10. Buying Or Selling A Home
When you get married, you and your spouse may choose to purchase a house a home with your combined incomes. When you sell a home, the interest you pay on a mortgage payment is deductible on your tax return as an itemized deduction.
If you are selling your home as a married couple, the amount of gain that can get excluded from your income doubles. If, however, only one of you owned the home before you got married, the higher exclusion only applies if both of you lived in the home as your primary residence for at least two years before you sold it.
11. Dependent Children
You and your new spouse may be dreaming of starting a family together, or your spouse may have a child from a previous marriage or relationship. You are eligible for a tax credit of $2,000 per qualifying child.
Any child who is your biological child, stepchild, foster child, sibling, stepsibling, or descendant of these individuals can be dependent. The child cannot turn nineteen at any time during the tax year. This age increases to twenty-four if the child is a full-time student.
When you are figuring out the amount of financial support to claim on your taxes, you can include a portion of your housing expenses as well. If you have a spouse and another child, for example, 25% of your housing expenses are for the support of the child.
Your child needs to be a U.S. citizen and resident in order to qualify.
12. Don’t Forget About These 4 Tax Write-Offs for Your Wedding
As you plan your upcoming wedding (congratulations, by the way!) you probably aren’t thinking about, well, taxes.
But you should be! There are some key tax write-offs for weddings that you may be missing out on, and we want you to take advantage of every tax issue you can.
The best part? You get to actually feel good about what you are doing. All of these write-offs include donating what you have to organizations that help others, so you are helping yourself and helping others.
1. Donate Your Wedding Dress
There are philanthropies dedicated to collecting and distributing gently used gowns to those who can’t afford them on their own!
Consider Making Memories, a foundation dedicated to helping women with breast cancer.
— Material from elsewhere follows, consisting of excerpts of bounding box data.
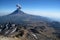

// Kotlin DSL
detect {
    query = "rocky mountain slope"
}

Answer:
[0,6,60,40]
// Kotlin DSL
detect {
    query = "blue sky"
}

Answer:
[0,0,60,19]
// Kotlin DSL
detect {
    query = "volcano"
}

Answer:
[0,5,60,40]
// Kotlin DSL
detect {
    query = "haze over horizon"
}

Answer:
[0,0,60,20]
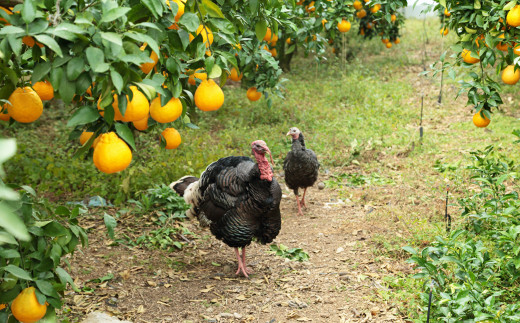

You can also donate it to a local second-hand shop, just make sure that it is technically a nonprofit before doing so. Just ask them if they are a 503-c and they will know what you mean.
2. Photography, Decorations & Flowers
Definitely make sure to keep all of your receipts for the wedding photography, flowers, and decorations! You can donate your tealights, centerpieces, etc, to a local Salvation Army or Goodwill and write it off as a donation up to the fair market value of each item! You will definitely need a receipt from the organization you choose to donate to!
Consider donating your flowers to a women’s shelter or a similar nonprofit; that way their beauty can be appreciated before they wilt and you get a write-off.
3. Host Your Wedding in a Non-Profit Venue
If you host your ceremony or reception in a house of worship, a historic building, a garden, museum, state or national park, your site fees can be written off as deductible donations.
Say you are hosting your ceremony at a church. If their services aren’t set up so that you can use it as a tax write-off, see if you can make a large donation instead of paying your ceremony fee. Never hurts to ask!
4. Donate Your Extra Food
Chances are that your guests won’t actually eat all of the food that you have. Luckily, you can always donate it to a nearby homeless shelter.
This one takes a little bit of extra work. You are going to need to keep and record all of your receipts and contracts with your caterers so that you can actually calculate the value of the food you donated.
We recommend you coordinate with both your caterer and the organization you are donating to beforehand. It’s always better to figure out the details earlier rather than later!
Tax Help For Newlyweds
Your taxes after marriage are not likely to stay the same. You will need to change your documents and decide if you should file jointly or separately. Many couples enjoy an improved tax status after they marry.